Because parvovirus is very contagious, it is critical to isolate sick dogs to prevent infection spread. Cleaning and sanitizing polluted kennels and other facilities where infected dogs are (or have been) appropriately housed. Because the virus is difficult to remove, consult with wellesley veterinarians for particular cleaning and disinfection product suggestions.
Vaccination and sanitation are important preventative strategies.
Young puppies are especially vulnerable to infection because the natural immunity produced by their mothers’ milk may wear off before the puppies’ immune systems mature sufficiently to battle infection. If a puppy is exposed to canine parvovirus during this period of weakened protection, it may get the illness.
Furthermore, the protection supplied by mother’s milk may hinder a successful vaccination response. This means that even completely vaccinated puppies can get parvovirus and become ill occasionally. A series of puppy vaccinations are administered throughout the first few months of life to bridge protection gaps and protect against parvovirus. Puppies should be vaccinated against canine parvovirus from 14 to 16 weeks, regardless of previous immunizations.

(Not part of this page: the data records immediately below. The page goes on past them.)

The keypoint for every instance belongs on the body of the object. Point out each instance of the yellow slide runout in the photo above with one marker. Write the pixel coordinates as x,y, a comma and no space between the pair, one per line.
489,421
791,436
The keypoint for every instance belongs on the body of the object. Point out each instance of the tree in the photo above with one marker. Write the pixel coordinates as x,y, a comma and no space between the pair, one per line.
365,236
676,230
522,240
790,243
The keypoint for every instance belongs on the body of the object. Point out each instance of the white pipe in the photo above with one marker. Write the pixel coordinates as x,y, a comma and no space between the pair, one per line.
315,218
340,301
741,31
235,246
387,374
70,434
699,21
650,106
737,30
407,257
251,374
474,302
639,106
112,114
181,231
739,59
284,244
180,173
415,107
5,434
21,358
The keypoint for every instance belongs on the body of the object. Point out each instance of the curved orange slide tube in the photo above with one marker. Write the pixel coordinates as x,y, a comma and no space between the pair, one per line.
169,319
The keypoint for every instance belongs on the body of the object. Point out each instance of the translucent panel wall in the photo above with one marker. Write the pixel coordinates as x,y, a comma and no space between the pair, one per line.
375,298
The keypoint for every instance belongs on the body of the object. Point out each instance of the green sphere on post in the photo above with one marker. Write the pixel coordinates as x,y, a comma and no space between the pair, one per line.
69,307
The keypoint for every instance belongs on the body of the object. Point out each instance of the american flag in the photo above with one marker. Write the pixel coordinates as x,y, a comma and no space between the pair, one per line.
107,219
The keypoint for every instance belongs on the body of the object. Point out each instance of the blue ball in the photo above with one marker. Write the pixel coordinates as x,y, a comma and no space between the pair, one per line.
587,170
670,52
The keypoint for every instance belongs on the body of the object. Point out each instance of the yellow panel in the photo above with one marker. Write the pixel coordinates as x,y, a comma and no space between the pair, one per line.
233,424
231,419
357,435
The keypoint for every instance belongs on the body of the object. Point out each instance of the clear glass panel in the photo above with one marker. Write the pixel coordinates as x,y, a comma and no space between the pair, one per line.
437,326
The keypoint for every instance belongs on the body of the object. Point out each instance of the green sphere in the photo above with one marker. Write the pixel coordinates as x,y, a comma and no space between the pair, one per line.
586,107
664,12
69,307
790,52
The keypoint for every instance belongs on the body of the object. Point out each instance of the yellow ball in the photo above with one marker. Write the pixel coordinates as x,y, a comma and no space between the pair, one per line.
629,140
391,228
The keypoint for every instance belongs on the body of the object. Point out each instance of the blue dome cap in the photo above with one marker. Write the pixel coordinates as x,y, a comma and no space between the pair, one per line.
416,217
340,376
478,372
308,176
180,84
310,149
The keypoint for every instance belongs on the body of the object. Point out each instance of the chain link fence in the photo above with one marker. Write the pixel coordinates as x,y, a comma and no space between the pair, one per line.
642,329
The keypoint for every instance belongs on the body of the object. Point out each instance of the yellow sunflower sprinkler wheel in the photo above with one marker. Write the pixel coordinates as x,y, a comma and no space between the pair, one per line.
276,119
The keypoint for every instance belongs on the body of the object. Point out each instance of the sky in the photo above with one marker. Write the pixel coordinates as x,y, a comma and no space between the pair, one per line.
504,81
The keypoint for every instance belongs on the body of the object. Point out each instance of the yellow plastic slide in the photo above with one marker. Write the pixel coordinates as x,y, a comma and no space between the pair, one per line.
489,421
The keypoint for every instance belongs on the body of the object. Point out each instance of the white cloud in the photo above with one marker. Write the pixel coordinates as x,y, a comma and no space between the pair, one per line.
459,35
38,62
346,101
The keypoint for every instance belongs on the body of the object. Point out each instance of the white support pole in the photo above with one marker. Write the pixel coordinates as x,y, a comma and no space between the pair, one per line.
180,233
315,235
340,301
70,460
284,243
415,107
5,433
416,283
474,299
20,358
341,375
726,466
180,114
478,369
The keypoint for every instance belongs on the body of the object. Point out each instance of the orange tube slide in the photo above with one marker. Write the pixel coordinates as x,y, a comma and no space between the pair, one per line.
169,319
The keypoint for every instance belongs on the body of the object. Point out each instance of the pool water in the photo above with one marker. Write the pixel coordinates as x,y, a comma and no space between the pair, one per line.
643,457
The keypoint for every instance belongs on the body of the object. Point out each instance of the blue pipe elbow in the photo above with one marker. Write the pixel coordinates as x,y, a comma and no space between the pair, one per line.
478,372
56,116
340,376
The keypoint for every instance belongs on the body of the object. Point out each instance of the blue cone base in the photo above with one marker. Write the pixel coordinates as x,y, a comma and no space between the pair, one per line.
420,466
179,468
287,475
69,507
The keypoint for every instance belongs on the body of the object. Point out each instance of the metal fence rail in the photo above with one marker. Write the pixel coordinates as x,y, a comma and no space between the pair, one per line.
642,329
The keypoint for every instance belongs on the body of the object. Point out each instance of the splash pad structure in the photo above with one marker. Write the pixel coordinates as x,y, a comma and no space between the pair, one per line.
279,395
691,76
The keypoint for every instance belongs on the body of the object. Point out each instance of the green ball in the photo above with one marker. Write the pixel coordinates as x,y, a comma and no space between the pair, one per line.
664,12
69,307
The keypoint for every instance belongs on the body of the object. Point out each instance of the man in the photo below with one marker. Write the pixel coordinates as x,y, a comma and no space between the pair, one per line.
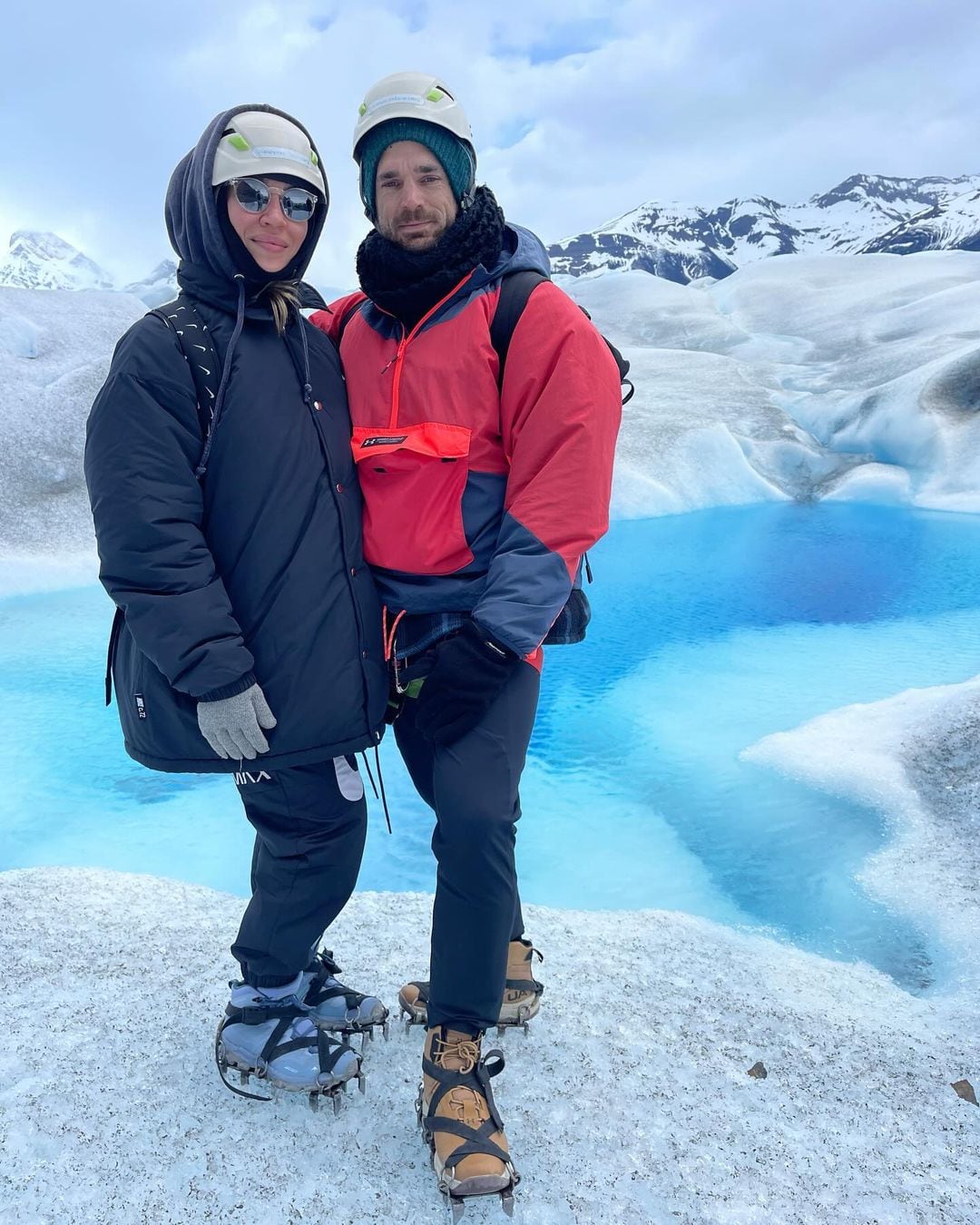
480,497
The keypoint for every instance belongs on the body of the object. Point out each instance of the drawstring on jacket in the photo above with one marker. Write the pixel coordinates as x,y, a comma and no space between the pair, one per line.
226,374
308,391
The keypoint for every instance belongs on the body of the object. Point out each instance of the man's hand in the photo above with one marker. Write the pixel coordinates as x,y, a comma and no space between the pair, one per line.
469,671
233,727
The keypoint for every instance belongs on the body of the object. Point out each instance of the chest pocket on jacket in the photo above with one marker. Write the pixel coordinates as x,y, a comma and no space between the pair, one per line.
413,478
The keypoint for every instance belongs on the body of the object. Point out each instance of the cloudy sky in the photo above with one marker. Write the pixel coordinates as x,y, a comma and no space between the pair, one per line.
581,109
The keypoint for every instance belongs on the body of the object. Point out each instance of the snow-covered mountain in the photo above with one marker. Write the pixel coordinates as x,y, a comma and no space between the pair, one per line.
160,287
865,213
39,260
45,261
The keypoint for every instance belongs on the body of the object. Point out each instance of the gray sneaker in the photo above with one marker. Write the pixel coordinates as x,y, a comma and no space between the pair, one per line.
338,1008
276,1042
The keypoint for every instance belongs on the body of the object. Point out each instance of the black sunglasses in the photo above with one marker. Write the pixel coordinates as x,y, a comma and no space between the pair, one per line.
298,203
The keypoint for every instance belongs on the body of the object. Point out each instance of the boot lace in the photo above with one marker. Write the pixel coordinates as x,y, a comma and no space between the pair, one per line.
467,1050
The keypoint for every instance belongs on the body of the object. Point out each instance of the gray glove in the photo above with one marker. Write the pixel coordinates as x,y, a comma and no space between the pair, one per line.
233,727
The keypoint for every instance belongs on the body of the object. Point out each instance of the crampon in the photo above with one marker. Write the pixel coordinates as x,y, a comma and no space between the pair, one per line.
337,1008
277,1044
459,1121
522,994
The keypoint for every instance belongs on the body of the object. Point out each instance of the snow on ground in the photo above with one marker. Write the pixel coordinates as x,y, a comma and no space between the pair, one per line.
54,354
914,757
805,377
793,377
630,1102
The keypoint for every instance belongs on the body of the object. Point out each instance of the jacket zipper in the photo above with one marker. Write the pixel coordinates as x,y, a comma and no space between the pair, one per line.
403,346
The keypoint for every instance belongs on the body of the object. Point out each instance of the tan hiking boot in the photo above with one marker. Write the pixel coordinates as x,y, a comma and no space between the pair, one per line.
522,991
459,1119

Pet owners should ensure that their dog’s parvovirus immunization is up to date to protect their adult dogs from parvovirus infection. While titers are available to identify a dog’s level of antibodies against canine parvovirus, the antibody level does not necessarily translate into protection when the dog is exposed to the virus. Consult your veterinarian about a preventative regimen that is appropriate for your dog plus you also get the chance to opt for Routine pet dental care.
The word “parvo,” which stands for parvovirus, is enough to send shivers down your spine. This highly contagious virus is notorious for fast converting a previously healthy puppy who was showering you with stinking puppy breath kisses and playing one day into an almost or fatally ill dog in a matter of days. Fortunately, this disease in dogs is preventable and treatable if detected early.